I retreated down the long, shadowed corridor, returning to my own suite to prepare for the annual Syndicate Gala. I knew with absolute certainty that I would be standing at the ceremonial altar alone tonight.
Even now, through the sheer curtains of my window, I could see the Made Men and Associates gathering in the courtyard below. They were already whispering. Whenever their gazes flicked up to my balcony, their eyes were brimming with a sickening, vulture‑like pity.
Inside my room, my mother, Maria, stood quietly by the vanity mirror. She studied my pale, ghost‑like reflection. Her own eyes were dry, but I saw what lived behind them-the guilt of a woman who had watched her daughter wither for eleven years and could do nothing but witness it.
Reaching out with trembling fingers, she smoothed the rich fabric of my gown. She didn't speak a single word; the silence between us was a physical weight, thick with all the things we could not say.
Suddenly, the door to the suite swung open.
Silas finally appeared. Clad in a razor‑sharp, custom black suit, he looked every inch the ruthless, rising Underboss. Sergio Valente, tailored in Milan. I had ordered that suit for him six months ago. He hadn't thanked me.
He stepped into the room, but his dark eyes didn't even flicker in my direction. Instead, he immediately pivoted toward the adjacent doorway-the one that connected directly to Serena's suite.
Serena stood in the threshold, draped in a delicate silk robe. She gazed up at Silas with wide, impossibly sweet eyes. Eyes like a doll's. Flat and gleaming.

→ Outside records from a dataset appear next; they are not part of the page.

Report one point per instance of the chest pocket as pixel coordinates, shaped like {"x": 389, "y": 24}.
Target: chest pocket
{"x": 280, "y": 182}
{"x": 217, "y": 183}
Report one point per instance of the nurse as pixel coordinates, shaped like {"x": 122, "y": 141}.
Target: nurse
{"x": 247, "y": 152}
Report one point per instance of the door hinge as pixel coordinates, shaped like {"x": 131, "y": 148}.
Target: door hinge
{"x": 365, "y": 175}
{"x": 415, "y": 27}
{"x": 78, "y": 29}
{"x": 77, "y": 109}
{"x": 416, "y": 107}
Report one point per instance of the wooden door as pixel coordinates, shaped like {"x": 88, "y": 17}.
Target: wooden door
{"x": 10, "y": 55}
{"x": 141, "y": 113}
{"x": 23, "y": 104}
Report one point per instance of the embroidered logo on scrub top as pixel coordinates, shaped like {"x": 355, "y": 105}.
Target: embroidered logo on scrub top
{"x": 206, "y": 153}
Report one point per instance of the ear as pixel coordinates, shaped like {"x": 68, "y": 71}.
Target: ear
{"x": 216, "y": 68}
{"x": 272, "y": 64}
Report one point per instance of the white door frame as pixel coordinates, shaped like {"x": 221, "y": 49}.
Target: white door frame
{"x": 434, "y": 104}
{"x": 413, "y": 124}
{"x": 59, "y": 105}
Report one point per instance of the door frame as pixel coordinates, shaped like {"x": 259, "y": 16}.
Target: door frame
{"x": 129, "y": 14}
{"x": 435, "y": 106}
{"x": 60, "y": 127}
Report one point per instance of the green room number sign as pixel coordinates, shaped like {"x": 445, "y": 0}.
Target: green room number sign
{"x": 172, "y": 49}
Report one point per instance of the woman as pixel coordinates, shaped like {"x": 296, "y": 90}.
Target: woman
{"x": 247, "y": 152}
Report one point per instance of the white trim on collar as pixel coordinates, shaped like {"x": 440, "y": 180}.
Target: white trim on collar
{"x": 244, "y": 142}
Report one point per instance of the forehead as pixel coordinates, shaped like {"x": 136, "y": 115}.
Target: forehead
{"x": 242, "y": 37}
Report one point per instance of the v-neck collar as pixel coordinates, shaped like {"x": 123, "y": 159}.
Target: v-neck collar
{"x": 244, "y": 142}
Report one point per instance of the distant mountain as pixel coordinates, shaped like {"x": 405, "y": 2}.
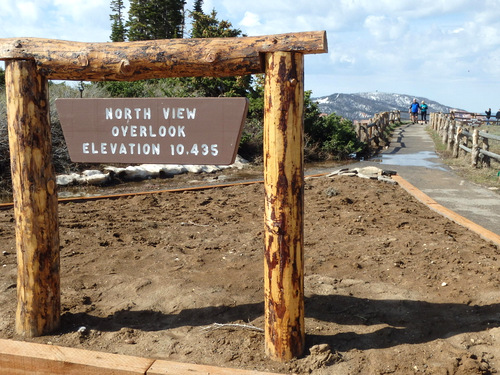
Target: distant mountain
{"x": 365, "y": 104}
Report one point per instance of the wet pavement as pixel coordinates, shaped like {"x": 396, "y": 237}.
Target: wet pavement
{"x": 412, "y": 156}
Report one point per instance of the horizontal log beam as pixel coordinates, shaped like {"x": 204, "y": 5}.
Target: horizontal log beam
{"x": 131, "y": 61}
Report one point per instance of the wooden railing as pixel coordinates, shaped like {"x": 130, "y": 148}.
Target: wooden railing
{"x": 463, "y": 141}
{"x": 373, "y": 131}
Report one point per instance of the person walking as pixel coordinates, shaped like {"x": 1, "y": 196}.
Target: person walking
{"x": 423, "y": 111}
{"x": 414, "y": 107}
{"x": 488, "y": 116}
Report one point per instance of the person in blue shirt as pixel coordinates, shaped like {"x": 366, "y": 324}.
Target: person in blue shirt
{"x": 423, "y": 111}
{"x": 414, "y": 111}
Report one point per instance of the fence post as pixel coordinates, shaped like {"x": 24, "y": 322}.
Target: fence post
{"x": 445, "y": 131}
{"x": 451, "y": 135}
{"x": 475, "y": 148}
{"x": 486, "y": 160}
{"x": 456, "y": 142}
{"x": 35, "y": 200}
{"x": 284, "y": 205}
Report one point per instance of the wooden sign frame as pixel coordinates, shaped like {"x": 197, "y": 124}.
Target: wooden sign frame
{"x": 31, "y": 62}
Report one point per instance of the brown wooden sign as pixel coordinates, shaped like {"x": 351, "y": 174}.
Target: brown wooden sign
{"x": 153, "y": 130}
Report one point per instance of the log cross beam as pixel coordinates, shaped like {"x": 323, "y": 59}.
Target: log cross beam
{"x": 31, "y": 62}
{"x": 132, "y": 61}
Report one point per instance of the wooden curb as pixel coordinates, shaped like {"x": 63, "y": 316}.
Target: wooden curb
{"x": 26, "y": 358}
{"x": 453, "y": 216}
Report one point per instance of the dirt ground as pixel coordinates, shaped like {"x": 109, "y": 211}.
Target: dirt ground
{"x": 391, "y": 287}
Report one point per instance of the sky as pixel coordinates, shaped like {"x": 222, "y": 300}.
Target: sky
{"x": 442, "y": 50}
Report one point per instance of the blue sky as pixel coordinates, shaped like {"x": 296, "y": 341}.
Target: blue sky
{"x": 444, "y": 50}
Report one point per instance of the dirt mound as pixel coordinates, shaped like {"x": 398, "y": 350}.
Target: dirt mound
{"x": 391, "y": 287}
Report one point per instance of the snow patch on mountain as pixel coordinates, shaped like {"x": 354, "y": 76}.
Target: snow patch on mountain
{"x": 364, "y": 105}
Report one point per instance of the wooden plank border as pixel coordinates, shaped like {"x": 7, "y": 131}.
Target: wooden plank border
{"x": 449, "y": 214}
{"x": 27, "y": 358}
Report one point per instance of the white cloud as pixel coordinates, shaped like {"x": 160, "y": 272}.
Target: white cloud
{"x": 250, "y": 20}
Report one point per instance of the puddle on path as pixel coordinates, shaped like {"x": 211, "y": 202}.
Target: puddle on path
{"x": 419, "y": 159}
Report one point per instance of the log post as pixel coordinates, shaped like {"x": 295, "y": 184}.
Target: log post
{"x": 456, "y": 142}
{"x": 35, "y": 199}
{"x": 475, "y": 148}
{"x": 445, "y": 131}
{"x": 451, "y": 135}
{"x": 486, "y": 147}
{"x": 284, "y": 205}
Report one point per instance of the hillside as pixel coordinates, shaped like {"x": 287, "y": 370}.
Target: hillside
{"x": 364, "y": 105}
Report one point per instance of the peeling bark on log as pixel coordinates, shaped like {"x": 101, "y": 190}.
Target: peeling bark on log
{"x": 35, "y": 200}
{"x": 131, "y": 61}
{"x": 284, "y": 206}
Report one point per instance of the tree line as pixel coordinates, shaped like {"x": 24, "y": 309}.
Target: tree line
{"x": 326, "y": 137}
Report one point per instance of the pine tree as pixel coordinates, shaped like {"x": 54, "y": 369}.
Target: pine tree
{"x": 156, "y": 19}
{"x": 118, "y": 29}
{"x": 208, "y": 26}
{"x": 198, "y": 6}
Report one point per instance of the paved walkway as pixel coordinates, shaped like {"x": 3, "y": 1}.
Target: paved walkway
{"x": 412, "y": 156}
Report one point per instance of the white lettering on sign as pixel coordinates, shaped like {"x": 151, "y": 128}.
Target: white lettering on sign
{"x": 179, "y": 113}
{"x": 144, "y": 131}
{"x": 121, "y": 148}
{"x": 128, "y": 113}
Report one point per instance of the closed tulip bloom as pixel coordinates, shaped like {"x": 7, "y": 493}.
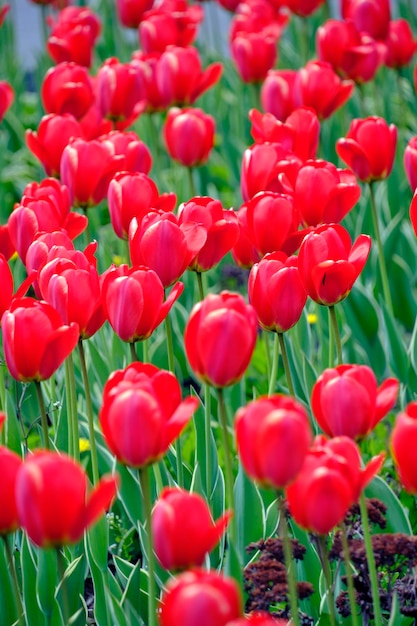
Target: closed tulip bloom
{"x": 369, "y": 148}
{"x": 164, "y": 244}
{"x": 67, "y": 88}
{"x": 324, "y": 193}
{"x": 347, "y": 401}
{"x": 53, "y": 502}
{"x": 53, "y": 135}
{"x": 400, "y": 44}
{"x": 403, "y": 447}
{"x": 220, "y": 338}
{"x": 329, "y": 264}
{"x": 221, "y": 227}
{"x": 277, "y": 292}
{"x": 200, "y": 597}
{"x": 329, "y": 482}
{"x": 273, "y": 435}
{"x": 35, "y": 340}
{"x": 180, "y": 125}
{"x": 318, "y": 86}
{"x": 6, "y": 97}
{"x": 134, "y": 301}
{"x": 142, "y": 413}
{"x": 183, "y": 529}
{"x": 132, "y": 195}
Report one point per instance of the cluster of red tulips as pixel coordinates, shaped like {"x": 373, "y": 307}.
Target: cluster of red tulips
{"x": 293, "y": 443}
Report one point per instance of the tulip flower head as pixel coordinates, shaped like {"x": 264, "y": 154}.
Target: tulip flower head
{"x": 183, "y": 529}
{"x": 53, "y": 502}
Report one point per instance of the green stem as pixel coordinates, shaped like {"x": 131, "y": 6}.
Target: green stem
{"x": 64, "y": 587}
{"x": 227, "y": 461}
{"x": 15, "y": 582}
{"x": 147, "y": 504}
{"x": 336, "y": 336}
{"x": 382, "y": 265}
{"x": 371, "y": 560}
{"x": 324, "y": 559}
{"x": 288, "y": 556}
{"x": 90, "y": 418}
{"x": 349, "y": 577}
{"x": 44, "y": 418}
{"x": 286, "y": 362}
{"x": 274, "y": 366}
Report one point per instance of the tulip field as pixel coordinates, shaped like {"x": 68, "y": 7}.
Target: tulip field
{"x": 208, "y": 314}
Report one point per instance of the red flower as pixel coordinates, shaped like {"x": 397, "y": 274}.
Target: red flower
{"x": 120, "y": 95}
{"x": 276, "y": 292}
{"x": 52, "y": 501}
{"x": 346, "y": 400}
{"x": 133, "y": 300}
{"x": 163, "y": 244}
{"x": 220, "y": 337}
{"x": 67, "y": 88}
{"x": 318, "y": 86}
{"x": 6, "y": 97}
{"x": 134, "y": 195}
{"x": 181, "y": 124}
{"x": 183, "y": 529}
{"x": 369, "y": 148}
{"x": 273, "y": 436}
{"x": 35, "y": 340}
{"x": 221, "y": 227}
{"x": 403, "y": 446}
{"x": 324, "y": 193}
{"x": 73, "y": 35}
{"x": 142, "y": 413}
{"x": 200, "y": 597}
{"x": 329, "y": 264}
{"x": 329, "y": 482}
{"x": 53, "y": 135}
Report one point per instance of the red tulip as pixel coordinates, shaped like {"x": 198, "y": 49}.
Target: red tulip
{"x": 200, "y": 597}
{"x": 6, "y": 97}
{"x": 220, "y": 338}
{"x": 164, "y": 244}
{"x": 53, "y": 135}
{"x": 400, "y": 44}
{"x": 180, "y": 77}
{"x": 370, "y": 16}
{"x": 403, "y": 446}
{"x": 273, "y": 435}
{"x": 53, "y": 502}
{"x": 276, "y": 292}
{"x": 369, "y": 148}
{"x": 181, "y": 124}
{"x": 120, "y": 95}
{"x": 277, "y": 93}
{"x": 221, "y": 227}
{"x": 142, "y": 413}
{"x": 346, "y": 400}
{"x": 134, "y": 195}
{"x": 73, "y": 35}
{"x": 351, "y": 53}
{"x": 131, "y": 12}
{"x": 329, "y": 482}
{"x": 133, "y": 300}
{"x": 318, "y": 86}
{"x": 35, "y": 340}
{"x": 44, "y": 207}
{"x": 67, "y": 88}
{"x": 324, "y": 193}
{"x": 329, "y": 264}
{"x": 183, "y": 529}
{"x": 172, "y": 22}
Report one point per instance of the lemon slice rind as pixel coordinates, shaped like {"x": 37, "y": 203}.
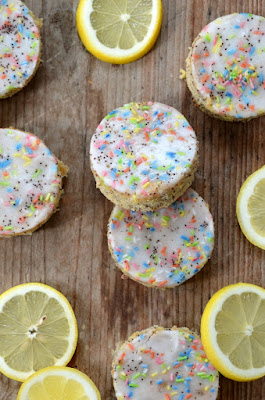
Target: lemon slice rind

"You've never seen me prepare for a Gala before," she murmured softly, pouting her lips. "I want your help picking out my jewelry."
Silas's harsh features instantly softened. He smiled at her-a warm, breathtakingly gentle smile that he hadn't bestowed upon me in years.
Without hesitation, he stepped toward her room.
I stood frozen, staring blankly at his broad back. In that instant, a vivid, nauseating memory flashed behind my eyes.
I remembered the freezing bite of the iron bars in the underground holding cage. I remembered the damp, metallic stench of blood and sweat from the fighting ring in his VIP club.
Silas had locked me in that literal cage, leaving me there for his Soldiers to gawk and jeer at. He had called it a fair punishment. "She needs to learn control," he'd told his men, one hand resting on Serena's trembling shoulder.
My crime? I had torn Serena's designer dress in a blind rage after discovering a Polaroid photo of the two of them sleeping in the same bed. Just sleeping, she'd sworn. Fully clothed. I had been meant to apologize for my "dirty mind."
Now, staring at them, the muscles between my ribs gave a slight, twitching spasm. I had expected a tearing sensation, but all that rose in my throat was a dry, dusty numbness.
I bent down and calmly picked up my ceremonial mantle from the velvet chair. My heart was completely, irrevocably dead to the prospect of ever marrying him.
Just as he reached Serena's door, Silas paused and tossed a careless glance over his shoulder.
"Hurry up," he ordered flatly. "And wait for me in the courtyard."
I did not answer. For the first time in eleven years, I had nothing left to say.